While Gordon hasn't set the world on fire in his two-race stint with Childress -- he finished 25th in New Hampshire (after racing in the top 10 for much of the afternoon) and 28th at Pocono, neither has he given his critics any further ammunition. "Robby has a chance to showcase his talents here for four races and he's done an excellent job," says Royce McGee, crew chief of the No. 31. "Last week [at New Hampshire], he did a super job."
McGee, who worked with Gordon briefly at Roush Racing a few years ago, says something revealing about the driver everyone loves to slam for his supposed impetuosity. "Everybody at one time or another has a bad reputation through the media," says McGee. "And when he came and drove our cars at Roush, he was a gung-ho young guy, wide open, he was wanting to drive that thing like it was an off-road truck. We had to calm him down. But he's learned a lot, shows a lot of patience on the racetrack, knows when to pass, when to give a guy a break."
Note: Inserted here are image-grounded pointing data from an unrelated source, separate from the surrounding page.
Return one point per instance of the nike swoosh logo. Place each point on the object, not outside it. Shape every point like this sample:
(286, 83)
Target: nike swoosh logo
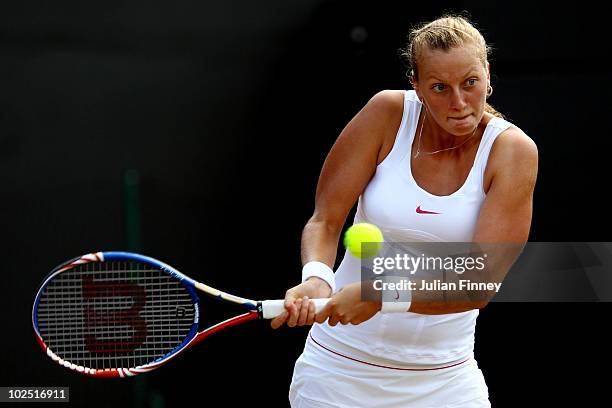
(419, 211)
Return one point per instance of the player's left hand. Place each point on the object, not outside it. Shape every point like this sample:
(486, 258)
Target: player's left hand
(348, 307)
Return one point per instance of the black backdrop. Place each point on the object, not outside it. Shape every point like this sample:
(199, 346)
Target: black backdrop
(226, 111)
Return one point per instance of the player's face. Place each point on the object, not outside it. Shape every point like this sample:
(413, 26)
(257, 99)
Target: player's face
(453, 86)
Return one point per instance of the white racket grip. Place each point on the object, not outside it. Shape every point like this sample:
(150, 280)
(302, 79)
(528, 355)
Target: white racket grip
(272, 308)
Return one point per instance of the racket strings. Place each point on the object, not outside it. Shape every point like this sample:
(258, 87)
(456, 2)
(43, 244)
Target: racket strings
(114, 314)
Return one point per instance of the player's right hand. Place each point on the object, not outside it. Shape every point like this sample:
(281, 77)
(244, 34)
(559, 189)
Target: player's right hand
(299, 311)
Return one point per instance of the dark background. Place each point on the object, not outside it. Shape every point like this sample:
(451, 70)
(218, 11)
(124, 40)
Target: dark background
(225, 111)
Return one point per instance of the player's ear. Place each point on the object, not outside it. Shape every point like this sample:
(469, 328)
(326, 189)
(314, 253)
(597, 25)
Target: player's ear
(415, 85)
And here's the kicker, the comment that will likely be music to Gordon's ears ... and words that could go a long way toward resurrecting his reputation in the garage. "He didn't tear the car up," says McGee said. "And that's the thing with this business now, you race week to week, you got to fix these cars for the next race, you ain't got time to be fixing 'em every week. He's done a good job with that stuff."
Gordon has another two races with Childress during which he hopes and expects to further burnish his resume. That those two races are at Indianapolis, a track he knows well, and Watkins Glen, a road course on which he can obviously shine, is all the better. And though there are rumors that he might well replace Skinner in the No. 31 next year, it's apparent that Gordon has benefited from his difficult experiences this year.
"When everything happened, I'm glad I went away for a little while," says Gordon. "I let everything go away. When I came back I almost came back at the perfect time. I'm pretty happy. I think I've matured some this year. I think I've obviously learned a lot not only as a driver, but as a person. [People] talk about my age and where I'm at: I'm 32 years old. I could do this for 10 more years easy."
Easy or not, Gordon's time is definitely now ... and the clock is ticking.